Wet & Snowy Week
Wet weather was prevalent across the Midwest as multiple storms dropped heavy rain and snow (Figure 1). Missouri was by far the wettest state, with more than three inches of precipitation over the period. Illinois was also quite wet as precipitation amounts of one to three inches were common. Most of Minnesota also had over an inch of precipitation, which was over five times the normal amount (Figure 2). Missouri also had four to five times more than normal. The eastern reaches of the region were drier, however. Most of Ohio, northern Indiana and Michigan were below normal for the period (Figure 3).

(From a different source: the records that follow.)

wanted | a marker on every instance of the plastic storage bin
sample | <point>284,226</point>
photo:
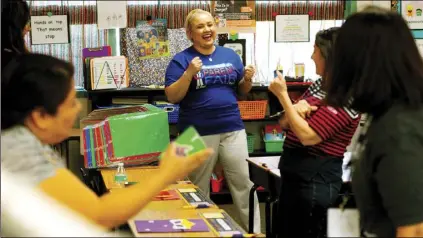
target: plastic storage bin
<point>250,142</point>
<point>171,109</point>
<point>274,145</point>
<point>252,110</point>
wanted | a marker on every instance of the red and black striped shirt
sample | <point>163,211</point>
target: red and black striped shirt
<point>336,126</point>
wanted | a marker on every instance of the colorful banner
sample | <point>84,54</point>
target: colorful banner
<point>234,15</point>
<point>152,39</point>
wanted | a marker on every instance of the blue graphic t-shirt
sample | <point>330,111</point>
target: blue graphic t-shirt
<point>210,104</point>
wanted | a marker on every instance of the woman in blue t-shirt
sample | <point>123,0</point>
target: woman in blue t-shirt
<point>204,79</point>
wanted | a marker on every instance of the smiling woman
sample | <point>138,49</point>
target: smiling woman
<point>205,79</point>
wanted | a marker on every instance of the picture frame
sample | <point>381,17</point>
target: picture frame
<point>292,28</point>
<point>412,12</point>
<point>237,45</point>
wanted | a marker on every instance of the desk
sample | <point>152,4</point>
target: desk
<point>264,172</point>
<point>156,210</point>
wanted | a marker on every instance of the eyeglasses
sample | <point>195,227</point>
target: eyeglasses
<point>328,33</point>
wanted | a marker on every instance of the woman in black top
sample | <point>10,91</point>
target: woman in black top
<point>15,24</point>
<point>377,69</point>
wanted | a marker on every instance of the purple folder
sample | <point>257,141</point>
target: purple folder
<point>171,225</point>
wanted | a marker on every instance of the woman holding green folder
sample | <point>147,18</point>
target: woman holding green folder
<point>41,110</point>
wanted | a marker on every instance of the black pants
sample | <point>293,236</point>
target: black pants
<point>305,196</point>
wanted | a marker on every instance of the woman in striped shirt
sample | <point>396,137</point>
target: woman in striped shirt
<point>317,137</point>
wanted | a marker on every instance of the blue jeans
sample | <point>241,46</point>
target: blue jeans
<point>305,196</point>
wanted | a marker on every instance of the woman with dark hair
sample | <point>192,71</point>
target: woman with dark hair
<point>15,24</point>
<point>377,70</point>
<point>317,137</point>
<point>39,108</point>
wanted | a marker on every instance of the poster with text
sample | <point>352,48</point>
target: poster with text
<point>152,39</point>
<point>238,15</point>
<point>412,13</point>
<point>49,30</point>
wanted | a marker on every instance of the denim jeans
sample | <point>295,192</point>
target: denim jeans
<point>305,197</point>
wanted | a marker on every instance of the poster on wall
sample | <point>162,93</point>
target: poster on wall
<point>412,13</point>
<point>53,29</point>
<point>292,28</point>
<point>238,15</point>
<point>236,45</point>
<point>152,39</point>
<point>111,14</point>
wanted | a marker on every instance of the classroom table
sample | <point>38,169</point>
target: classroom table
<point>156,210</point>
<point>264,172</point>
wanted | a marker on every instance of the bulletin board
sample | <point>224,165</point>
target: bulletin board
<point>412,12</point>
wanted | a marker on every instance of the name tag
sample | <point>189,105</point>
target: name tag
<point>343,223</point>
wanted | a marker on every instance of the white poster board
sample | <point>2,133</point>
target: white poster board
<point>292,28</point>
<point>412,11</point>
<point>111,14</point>
<point>419,43</point>
<point>49,29</point>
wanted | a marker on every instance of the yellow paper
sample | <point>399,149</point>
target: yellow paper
<point>213,215</point>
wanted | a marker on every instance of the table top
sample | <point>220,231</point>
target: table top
<point>160,210</point>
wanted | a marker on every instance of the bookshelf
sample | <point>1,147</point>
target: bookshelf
<point>105,97</point>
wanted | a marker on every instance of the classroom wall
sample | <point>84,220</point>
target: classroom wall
<point>362,4</point>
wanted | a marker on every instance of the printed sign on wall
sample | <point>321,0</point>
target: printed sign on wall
<point>49,29</point>
<point>412,11</point>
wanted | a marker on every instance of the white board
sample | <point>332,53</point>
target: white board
<point>49,29</point>
<point>292,28</point>
<point>111,14</point>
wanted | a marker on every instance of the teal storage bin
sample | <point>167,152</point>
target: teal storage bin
<point>250,141</point>
<point>274,145</point>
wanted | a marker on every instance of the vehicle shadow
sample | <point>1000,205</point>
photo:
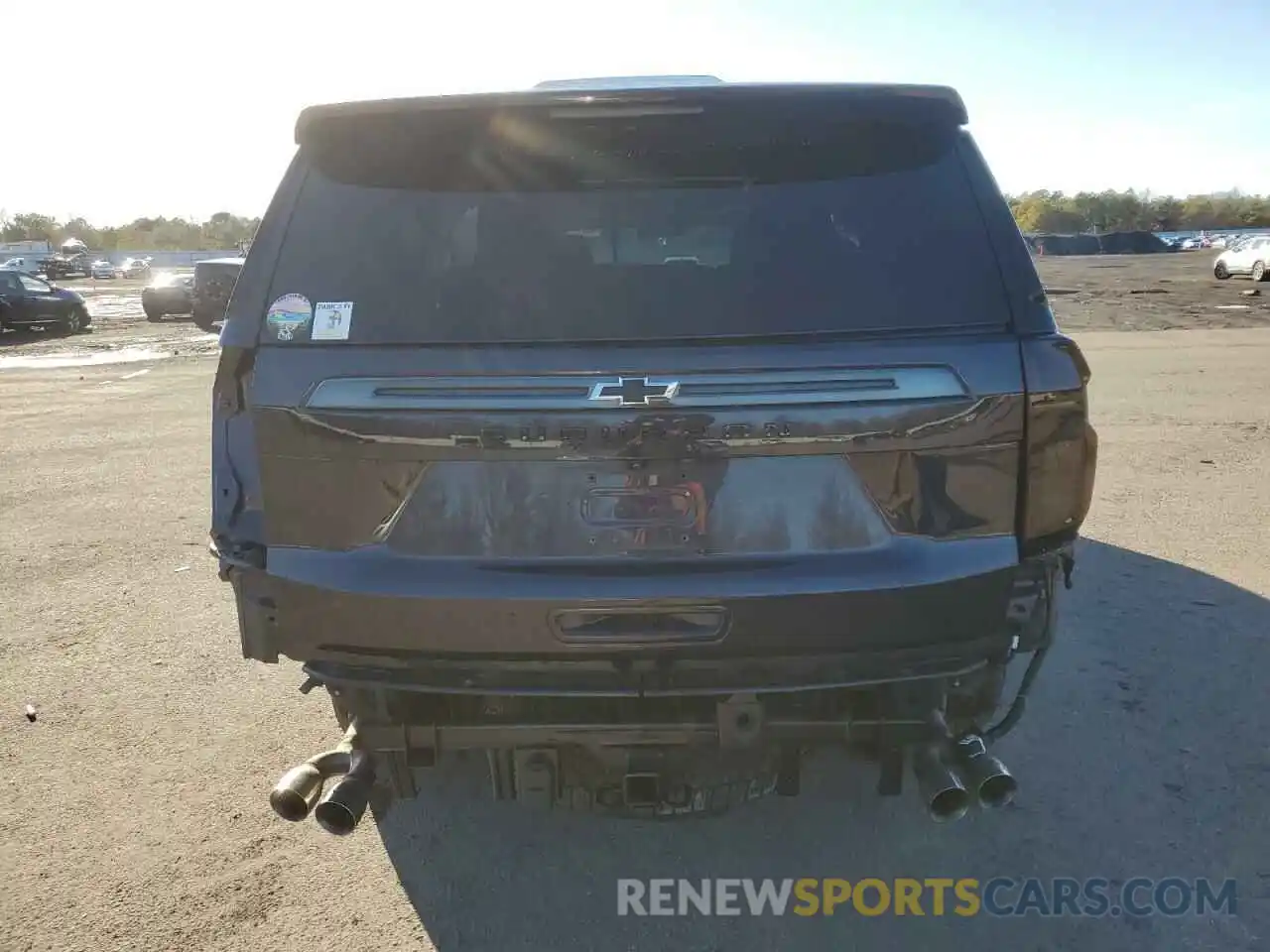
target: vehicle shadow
<point>1142,753</point>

Heavy snow also fell across the region as a snowstorm barreled eastward from Iowa through southern Michigan (Figure 4). This was the first snowfall of the season for many, and was significantly more than the trace to four inches of snow normally seen in the central Midwest in November
(Figure 5). Despite the heavy snow to the south, the Twin Cities have yet to receive measurable snowfall this season. The northern Great Lakes have also received well below normal autumn snowfall, with the western U.P. of Michigan 10 to 14 inches below normal (Figure 6).
Warm November Continues
Despite the first snowfall of the season, temperatures remained warm across the region
(Figure 7). Average temperatures ranged from the 40s across most of the region, while 30s were common across Minnesota, northern Wisconsin and the U.P. of Michigan (Figure 8). Kentucky and Missouri were closer to normal at 2-4°F above normal, while Michigan and Ohio were 5-9°F above normal. Average maximum temperatures in the 60s in eastern Ohio
(Figure 9) led to departures of over 10°F above normal (Figure 10). Average minimum temperatures in the mid-30s in Wisconsin
(Figure 11) led to departures of 7-10°F above normal (Figure 12). After the first three weeks of November, average temperatures across the entire region were above normal
First Major Snowstorm of the Season
Heavy snow fell across the central Midwest during the first major snow storm of the season on November 20-22. Iowa took the brunt of the storm on November 20 as the storm gained strength (Figure 14). Snowfall rates of 1-2 inches per hour were reported. The system then moved into southern Wisconsin and northern Illinois overnight into November 21. Many stations in Iowa, Wisconsin, and Illinois received more than 10 inches of snow (Figure 15). The storm then dropped moderate snowfall in the 2-8 inch range across parts of northern Indiana and Lower Michigan through the morning of November 22 (Figure 16). After the storm, satellite imagery showed a distinct cut off line where snow fell (Figure 17). Read more on this storm from these local National Weather Service Offices:
|NWS Souix Falls||NWS Quad Cities|
|NWS La Crosse||NWS Milwaukee|
|NWS Chicago||NWS Central Illinois|
|NWS Northern Indiana||NWS Indianapolis|
|NWS Grand Rapids||NWS Detroit|
Drought Vanishes in Missouri
Well above-normal precipitation in Missouri over the period eliminated moderate drought across the state in the November 17 Drought Monitor from the National Drought Mitigation Center (Figure 18). Moderate drought covered 35 percent of the state just one week earlier. Significant improvements were also made in the abnormally dry category, as only half of the state is now considered abnormally dry. Only five percent of the Midwest was considered to be in moderate drought (Figure 19), compared to over 12 percent on November 10. However, most of this improvement was made in Missouri. Over 20 percent of Indiana remains in moderate drought, as well as over 15 percent of Michigan.